A Nobel Prize for noble work
Looks like I'll be filling this space for another year, at least.
Once again, the geniuses at the MacArthur Foundation rejected my carefully worded self-nomination for a $625,000 fellowship to study the effects of binge spending on self-absorbed, late middle-aged white American male journalists.
Perhaps my proposed study sample of one test subject was deemed too small to produce reliable scientific results. Or maybe it's simply a matter of the MacArthur awards committee being unfamiliar with, or possibly overwhelmed by, my bloated body of work as a bush league columnist.
Whatever the reason for the slip-up, I graciously salute this year's winning crop of behavioral economists, medieval historians, agricultural ecologists and their ilk, and vow to redouble my self-promotion efforts next year.
I'd have a better chance of winning a MacArthur genius grant if someone over there created a spin-off program similar to the annual Ig Nobel Prize awards that honor achievements "that first make people laugh, and then make them think," according to its website.
Among this year's Ig Nobel Prize winners was a group of researchers from France, the United States, the Netherlands and Poland, who took top honors in the psychology division for scientifically confirming that people who think they are drunk also think they are attractive.
The research, carried out in a bar, involved nearly 100 participants in a bogus taste-test in which some were given drinks containing alcohol, while others were given placebos on the rocks. After consuming the drinks, participants were asked to give talks on how bright, funny and attractive they thought they were. Not surprisingly, test subjects who thought they had consumed alcohol gave themselves more positive evaluations.

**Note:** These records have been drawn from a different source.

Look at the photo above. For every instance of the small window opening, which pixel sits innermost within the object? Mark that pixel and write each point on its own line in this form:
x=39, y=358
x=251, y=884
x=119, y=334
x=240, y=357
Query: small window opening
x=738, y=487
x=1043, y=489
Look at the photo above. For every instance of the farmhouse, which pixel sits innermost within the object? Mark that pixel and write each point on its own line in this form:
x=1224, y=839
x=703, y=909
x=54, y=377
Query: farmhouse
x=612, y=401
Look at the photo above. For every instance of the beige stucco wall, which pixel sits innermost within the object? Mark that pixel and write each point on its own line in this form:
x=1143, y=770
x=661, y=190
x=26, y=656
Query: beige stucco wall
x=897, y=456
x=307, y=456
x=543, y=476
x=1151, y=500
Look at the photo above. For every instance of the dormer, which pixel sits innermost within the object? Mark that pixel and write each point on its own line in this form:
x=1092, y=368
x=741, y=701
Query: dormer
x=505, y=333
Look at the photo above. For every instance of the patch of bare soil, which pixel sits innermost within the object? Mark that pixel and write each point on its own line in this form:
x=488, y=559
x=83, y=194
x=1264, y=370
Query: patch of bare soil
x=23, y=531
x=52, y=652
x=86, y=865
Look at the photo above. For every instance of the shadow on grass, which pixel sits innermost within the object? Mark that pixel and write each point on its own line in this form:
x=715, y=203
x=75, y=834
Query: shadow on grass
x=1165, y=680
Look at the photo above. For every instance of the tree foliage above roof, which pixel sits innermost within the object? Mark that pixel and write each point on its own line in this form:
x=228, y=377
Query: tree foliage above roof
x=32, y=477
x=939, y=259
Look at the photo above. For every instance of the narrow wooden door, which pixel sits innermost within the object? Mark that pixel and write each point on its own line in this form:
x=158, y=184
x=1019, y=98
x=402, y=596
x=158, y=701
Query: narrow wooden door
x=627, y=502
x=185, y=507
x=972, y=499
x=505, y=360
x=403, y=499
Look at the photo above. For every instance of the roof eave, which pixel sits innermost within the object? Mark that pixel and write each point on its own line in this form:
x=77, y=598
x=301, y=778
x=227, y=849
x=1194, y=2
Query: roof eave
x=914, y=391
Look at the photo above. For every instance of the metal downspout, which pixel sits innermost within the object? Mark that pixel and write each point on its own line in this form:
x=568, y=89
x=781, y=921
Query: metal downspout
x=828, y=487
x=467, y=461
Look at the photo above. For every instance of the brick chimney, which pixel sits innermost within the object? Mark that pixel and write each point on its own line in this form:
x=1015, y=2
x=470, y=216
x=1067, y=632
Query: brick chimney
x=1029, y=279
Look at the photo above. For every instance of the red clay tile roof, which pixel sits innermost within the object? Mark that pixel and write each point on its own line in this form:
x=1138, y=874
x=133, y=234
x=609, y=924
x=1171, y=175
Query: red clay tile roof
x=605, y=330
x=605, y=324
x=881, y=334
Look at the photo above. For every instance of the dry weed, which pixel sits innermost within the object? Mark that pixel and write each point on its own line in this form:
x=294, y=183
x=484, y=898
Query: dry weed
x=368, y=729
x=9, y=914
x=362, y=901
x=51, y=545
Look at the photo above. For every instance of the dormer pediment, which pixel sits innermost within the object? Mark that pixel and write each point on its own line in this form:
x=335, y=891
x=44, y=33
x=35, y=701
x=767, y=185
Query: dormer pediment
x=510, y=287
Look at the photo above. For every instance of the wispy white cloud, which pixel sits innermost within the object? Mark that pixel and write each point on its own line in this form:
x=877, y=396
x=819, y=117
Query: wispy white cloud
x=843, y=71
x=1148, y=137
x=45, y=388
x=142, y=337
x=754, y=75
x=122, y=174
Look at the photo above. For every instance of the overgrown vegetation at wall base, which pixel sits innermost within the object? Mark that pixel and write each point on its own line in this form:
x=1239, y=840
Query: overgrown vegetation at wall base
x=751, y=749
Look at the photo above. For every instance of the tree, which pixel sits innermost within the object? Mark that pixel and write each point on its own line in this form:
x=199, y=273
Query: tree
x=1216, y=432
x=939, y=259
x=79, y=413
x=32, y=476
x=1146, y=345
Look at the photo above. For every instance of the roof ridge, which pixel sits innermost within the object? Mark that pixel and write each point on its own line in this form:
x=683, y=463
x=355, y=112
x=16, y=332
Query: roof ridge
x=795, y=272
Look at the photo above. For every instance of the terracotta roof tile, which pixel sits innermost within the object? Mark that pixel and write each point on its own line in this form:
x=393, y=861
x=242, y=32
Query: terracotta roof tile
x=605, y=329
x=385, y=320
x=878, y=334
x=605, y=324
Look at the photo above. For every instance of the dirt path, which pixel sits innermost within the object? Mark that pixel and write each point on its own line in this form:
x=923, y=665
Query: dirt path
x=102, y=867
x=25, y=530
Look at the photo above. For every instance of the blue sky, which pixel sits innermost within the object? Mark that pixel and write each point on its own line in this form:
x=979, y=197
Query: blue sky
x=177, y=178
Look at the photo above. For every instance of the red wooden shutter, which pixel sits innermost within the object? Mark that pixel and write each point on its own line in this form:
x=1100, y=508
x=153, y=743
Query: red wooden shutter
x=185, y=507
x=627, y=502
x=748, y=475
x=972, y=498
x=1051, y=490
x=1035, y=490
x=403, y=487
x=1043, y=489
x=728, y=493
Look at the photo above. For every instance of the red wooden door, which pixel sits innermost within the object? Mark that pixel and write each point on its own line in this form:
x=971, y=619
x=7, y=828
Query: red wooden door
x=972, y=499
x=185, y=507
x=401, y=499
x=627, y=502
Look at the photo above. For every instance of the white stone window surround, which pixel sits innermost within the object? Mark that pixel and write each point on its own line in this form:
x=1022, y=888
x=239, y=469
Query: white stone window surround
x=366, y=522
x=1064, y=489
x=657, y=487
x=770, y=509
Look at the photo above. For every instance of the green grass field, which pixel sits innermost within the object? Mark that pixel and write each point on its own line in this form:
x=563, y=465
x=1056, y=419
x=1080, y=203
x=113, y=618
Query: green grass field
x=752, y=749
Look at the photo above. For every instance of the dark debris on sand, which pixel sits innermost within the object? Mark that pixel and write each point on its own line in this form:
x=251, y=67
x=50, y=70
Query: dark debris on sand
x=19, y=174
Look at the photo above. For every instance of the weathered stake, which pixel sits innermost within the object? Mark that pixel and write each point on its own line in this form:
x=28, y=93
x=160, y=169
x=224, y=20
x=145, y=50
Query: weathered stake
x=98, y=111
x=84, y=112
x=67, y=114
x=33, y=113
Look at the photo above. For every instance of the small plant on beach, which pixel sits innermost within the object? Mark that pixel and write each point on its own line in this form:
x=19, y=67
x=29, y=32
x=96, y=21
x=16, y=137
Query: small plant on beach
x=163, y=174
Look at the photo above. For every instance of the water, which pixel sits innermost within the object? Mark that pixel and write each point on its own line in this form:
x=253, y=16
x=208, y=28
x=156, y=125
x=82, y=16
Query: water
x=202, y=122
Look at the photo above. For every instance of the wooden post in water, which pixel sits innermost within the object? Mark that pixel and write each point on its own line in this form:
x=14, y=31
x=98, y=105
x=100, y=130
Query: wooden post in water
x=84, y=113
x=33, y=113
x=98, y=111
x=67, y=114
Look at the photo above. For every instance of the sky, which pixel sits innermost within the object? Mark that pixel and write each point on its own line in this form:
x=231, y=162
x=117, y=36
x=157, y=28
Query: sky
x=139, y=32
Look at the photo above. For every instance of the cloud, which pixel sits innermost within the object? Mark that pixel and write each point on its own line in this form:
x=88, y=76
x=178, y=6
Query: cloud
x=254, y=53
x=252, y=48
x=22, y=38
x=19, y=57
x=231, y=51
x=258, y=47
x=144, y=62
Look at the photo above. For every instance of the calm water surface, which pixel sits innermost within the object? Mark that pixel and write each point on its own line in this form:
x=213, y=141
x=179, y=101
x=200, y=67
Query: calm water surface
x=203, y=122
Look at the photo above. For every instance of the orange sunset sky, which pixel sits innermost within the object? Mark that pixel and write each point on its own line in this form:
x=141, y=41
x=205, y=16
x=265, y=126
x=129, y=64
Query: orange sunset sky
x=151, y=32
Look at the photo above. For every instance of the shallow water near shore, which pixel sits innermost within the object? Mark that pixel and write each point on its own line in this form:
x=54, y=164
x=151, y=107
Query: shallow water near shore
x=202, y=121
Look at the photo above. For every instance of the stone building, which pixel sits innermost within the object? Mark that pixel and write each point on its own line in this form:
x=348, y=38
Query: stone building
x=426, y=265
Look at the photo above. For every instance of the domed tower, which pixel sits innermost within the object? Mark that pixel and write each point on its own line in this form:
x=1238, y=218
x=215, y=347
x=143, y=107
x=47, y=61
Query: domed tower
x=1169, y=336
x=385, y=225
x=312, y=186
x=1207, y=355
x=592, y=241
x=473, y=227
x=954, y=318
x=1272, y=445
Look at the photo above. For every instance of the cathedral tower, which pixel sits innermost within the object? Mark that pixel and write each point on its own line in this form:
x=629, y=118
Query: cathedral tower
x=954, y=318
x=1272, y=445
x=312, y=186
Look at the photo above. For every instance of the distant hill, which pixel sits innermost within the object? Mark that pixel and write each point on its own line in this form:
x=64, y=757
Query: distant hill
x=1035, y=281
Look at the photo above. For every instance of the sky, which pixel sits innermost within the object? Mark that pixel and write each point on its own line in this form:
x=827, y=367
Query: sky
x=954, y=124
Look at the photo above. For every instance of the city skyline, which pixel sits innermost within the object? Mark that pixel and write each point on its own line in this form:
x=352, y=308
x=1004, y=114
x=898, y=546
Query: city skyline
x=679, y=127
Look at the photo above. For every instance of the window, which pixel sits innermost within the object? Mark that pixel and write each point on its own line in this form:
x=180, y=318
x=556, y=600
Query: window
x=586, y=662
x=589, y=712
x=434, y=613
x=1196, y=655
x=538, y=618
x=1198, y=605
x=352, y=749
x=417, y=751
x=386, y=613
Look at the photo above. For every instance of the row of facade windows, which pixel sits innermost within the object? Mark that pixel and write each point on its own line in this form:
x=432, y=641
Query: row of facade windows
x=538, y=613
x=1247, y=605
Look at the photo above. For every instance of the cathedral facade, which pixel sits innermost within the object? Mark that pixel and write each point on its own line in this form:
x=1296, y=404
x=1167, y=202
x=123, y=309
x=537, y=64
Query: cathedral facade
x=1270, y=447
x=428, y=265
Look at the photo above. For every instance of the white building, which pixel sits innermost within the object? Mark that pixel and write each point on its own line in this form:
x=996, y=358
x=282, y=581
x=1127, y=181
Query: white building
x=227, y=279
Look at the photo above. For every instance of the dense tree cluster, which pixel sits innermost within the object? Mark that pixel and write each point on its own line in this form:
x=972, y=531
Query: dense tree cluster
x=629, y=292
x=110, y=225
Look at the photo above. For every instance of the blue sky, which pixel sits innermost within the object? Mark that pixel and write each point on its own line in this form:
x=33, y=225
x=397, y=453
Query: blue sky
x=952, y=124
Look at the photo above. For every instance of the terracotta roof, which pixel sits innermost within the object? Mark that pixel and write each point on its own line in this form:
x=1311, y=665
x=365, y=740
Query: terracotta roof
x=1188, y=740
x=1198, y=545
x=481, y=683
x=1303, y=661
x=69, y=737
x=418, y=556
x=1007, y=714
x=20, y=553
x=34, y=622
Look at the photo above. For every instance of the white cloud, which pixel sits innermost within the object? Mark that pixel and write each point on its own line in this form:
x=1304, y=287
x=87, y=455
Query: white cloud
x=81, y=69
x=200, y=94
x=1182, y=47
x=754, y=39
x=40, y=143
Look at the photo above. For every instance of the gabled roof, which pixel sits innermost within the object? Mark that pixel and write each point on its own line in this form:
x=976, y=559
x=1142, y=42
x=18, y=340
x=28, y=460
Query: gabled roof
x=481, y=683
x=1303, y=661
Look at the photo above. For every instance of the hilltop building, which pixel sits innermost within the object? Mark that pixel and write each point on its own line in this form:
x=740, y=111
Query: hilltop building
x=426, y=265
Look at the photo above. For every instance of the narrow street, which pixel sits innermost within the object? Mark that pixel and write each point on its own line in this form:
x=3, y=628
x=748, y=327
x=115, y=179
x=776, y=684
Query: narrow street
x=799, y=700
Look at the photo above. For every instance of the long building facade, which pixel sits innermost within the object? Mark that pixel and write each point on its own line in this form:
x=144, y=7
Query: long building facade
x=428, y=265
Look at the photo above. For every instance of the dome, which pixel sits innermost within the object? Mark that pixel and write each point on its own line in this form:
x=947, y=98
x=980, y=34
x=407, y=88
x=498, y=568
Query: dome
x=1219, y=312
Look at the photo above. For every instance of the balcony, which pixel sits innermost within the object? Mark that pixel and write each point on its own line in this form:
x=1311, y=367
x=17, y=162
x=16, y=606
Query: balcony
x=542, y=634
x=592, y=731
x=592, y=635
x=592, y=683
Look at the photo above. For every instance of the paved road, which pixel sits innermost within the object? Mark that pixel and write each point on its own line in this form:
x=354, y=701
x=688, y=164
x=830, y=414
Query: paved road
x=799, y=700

Results were published in the British Journal of Psychology under the headline "Beauty is in the eye of the beer-holder."
I can only speculate, but I suspect there was a positive correlation between the volume of positive self-evaluations and the proximity of closing time.
This year's Ig Nobel Prize in safety engineering went to inventor Gustano Pizzo of Jackson Heights, N.Y., for a patented electro-mechanical system to trap would-be airline hijackers.
According to the abstract in Pizzo's patent application, his device involves a partition "immediately aft of the pilot's cabin that is adapted to be raised, dividing the aft section longitudinally into port and starboard areas, the floors of which are dropped on command to lower a hijacker into a capsule in the belly of the plane. The capsule is releasable through opened bomb bay doors having attached thereto a parachute for safely returning the hijacker within the capsule to earth."
It's that kind of visionary thinking that leaves me humbled and inspired to produce work worthy of such recognition -- preferably recognition that involves a cash prize large enough to pay for and fuel a large self-contained research vehicle, or RV.
I'll need it to bring my work to the masses, or at least to the better trout streams across North America.